CDT Package from Kee Audio
Are hatch speakers even worth replacing with the CDT 4" ones or should I keep the stockers in there and only switch the door and sails with the CDT units?
I'm using the factory Monsoon amp
Rivets are only on the hatch speakers. You can remove the outer plastic assembly and bring it to your bench and drill them out. The aluminum is soft and the rivets come out off easily. You can replace the rivets with speed nuts and self tapping screws, probably included with your speakers.
The door speakers are mounted in a little plastic housing. You can take the whole housing out and also work with it on a bench. Again, soldering is ideal but optional. Butt connectors are always a viable alternative to soldering.

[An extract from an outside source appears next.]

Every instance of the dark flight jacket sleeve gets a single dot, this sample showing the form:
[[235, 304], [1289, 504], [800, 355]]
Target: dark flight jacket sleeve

A buddy of mine said he would help, he said when he did the sound system in his Buick he just used a lighter and electrical tape as a solder alternative and he advised that I do it that way. Is that a common route to take?
Would you recommend switching out the stock hatch speakers for the CDT's or keep them as they are?
There is no real reason to replace the hatch speakers unless they are blown. They are for rear fill only so they don't need a lot of power handling capability. If they work and you don't want to drill them out then you can leave them and you'll never really notice the difference.
You should cut off the connectors from your factory door speakers and wire them to the replacement speakers. That way they will plug in to the factory wiring much like the harness adapter for the head unit.
There is no real reason to replace the hatch speakers unless they are blown. They are for rear fill only so they don't need a lot of power handling capability. If they work and you don't want to drill them out then you can leave them and you'll never really notice the difference.
You should cut off the connectors from your factory door speakers and wire them to the replacement speakers. That way they will plug in to the factory wiring much like the harness adapter for the head unit.